Windhoek’s Informal Settlements

According to some statistics, 60 percent of Namibia’s urban dwellers, 25 percent of all Namibians live in so-called “informal settlements.”  They come to Windhoek in search of jobs, opportunities and a better life.  And in spite of the fact that Windhoek enjoys a reputation as a city which has taken better care of its newest settlers, they are perpetually behind.

Namibia’s former (Apartheid era) township, Katutura is a dense network of symmetrically laid out roads and small, squarish houses laid out in neat rows at close intervals, and activity everywhere.  But these settlements are not informal – the city has laid out a grid, named the roads, and at regular interval are water spigots and street lights.  They are the envy of the favelas and the shantytowns of the world’s larger cities.

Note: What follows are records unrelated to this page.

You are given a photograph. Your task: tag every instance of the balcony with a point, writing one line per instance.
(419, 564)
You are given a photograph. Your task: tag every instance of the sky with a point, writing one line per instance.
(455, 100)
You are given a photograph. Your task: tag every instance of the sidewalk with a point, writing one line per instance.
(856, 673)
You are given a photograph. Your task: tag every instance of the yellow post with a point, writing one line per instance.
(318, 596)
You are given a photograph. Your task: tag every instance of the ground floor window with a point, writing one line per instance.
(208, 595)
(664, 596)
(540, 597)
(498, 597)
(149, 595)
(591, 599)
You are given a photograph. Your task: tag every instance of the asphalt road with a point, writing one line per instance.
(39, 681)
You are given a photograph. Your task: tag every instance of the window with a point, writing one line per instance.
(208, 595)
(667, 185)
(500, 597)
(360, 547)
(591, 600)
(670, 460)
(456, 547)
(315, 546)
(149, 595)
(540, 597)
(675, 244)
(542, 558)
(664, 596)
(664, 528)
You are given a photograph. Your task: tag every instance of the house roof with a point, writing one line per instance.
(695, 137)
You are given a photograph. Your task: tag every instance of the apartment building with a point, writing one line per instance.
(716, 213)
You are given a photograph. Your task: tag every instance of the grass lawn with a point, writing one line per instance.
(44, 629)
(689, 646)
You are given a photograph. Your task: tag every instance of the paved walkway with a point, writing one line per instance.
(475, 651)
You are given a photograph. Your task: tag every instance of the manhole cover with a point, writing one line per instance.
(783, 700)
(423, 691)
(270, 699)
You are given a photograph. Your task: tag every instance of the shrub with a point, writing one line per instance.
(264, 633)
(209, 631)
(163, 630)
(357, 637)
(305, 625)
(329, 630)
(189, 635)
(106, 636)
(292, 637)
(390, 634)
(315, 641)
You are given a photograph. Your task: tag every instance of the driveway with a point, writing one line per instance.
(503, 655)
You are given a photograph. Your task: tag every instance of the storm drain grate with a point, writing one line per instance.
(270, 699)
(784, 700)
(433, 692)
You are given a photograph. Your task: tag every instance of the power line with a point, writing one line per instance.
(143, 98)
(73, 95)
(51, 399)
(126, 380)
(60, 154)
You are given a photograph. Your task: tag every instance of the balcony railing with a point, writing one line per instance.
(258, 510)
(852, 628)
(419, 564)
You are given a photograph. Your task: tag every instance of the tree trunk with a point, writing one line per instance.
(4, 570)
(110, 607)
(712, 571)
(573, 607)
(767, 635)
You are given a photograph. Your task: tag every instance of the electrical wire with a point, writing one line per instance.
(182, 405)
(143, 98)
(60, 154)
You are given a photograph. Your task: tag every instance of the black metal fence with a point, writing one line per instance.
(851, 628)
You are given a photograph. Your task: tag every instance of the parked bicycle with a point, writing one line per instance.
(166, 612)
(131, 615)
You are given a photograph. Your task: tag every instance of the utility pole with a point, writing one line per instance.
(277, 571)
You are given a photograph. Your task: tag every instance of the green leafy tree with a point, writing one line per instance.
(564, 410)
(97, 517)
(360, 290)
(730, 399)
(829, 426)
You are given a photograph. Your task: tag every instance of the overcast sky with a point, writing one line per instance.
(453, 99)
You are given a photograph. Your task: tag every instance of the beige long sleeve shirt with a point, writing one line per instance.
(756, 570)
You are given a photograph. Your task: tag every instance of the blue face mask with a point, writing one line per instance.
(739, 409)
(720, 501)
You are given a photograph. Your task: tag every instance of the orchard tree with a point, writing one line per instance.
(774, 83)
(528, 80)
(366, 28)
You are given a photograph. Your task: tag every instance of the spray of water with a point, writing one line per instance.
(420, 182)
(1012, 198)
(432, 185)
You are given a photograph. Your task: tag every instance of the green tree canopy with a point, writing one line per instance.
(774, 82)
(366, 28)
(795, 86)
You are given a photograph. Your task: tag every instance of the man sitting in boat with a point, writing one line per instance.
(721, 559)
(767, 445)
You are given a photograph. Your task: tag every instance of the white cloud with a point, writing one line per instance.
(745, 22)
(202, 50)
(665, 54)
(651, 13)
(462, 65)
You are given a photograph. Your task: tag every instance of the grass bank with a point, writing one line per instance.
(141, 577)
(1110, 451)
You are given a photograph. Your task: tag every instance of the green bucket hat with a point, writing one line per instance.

But as you start heading out of town you pass one-room homes of plywood and sheet metal, built at all angles on the hillsides surrounding a clinic or a radio tower.  Interspersed among the homes are the southern African bakkies or pick-up trucks – some quite late model – and the occasional SUV.  Some of the houses lean impossibly, or are built parallel to the contour of the hillside.  Ladies in Victorian dress with their traditional herero hat sweep outside, on weekends men braai or barbecue over a wood fire, and the area is impeccably clean.  Yet there is no running water or plumbing, and for miles in both directions on the paved highway one sees men carrying bundles of wood, perhaps to be sold for a few Namibian dollars.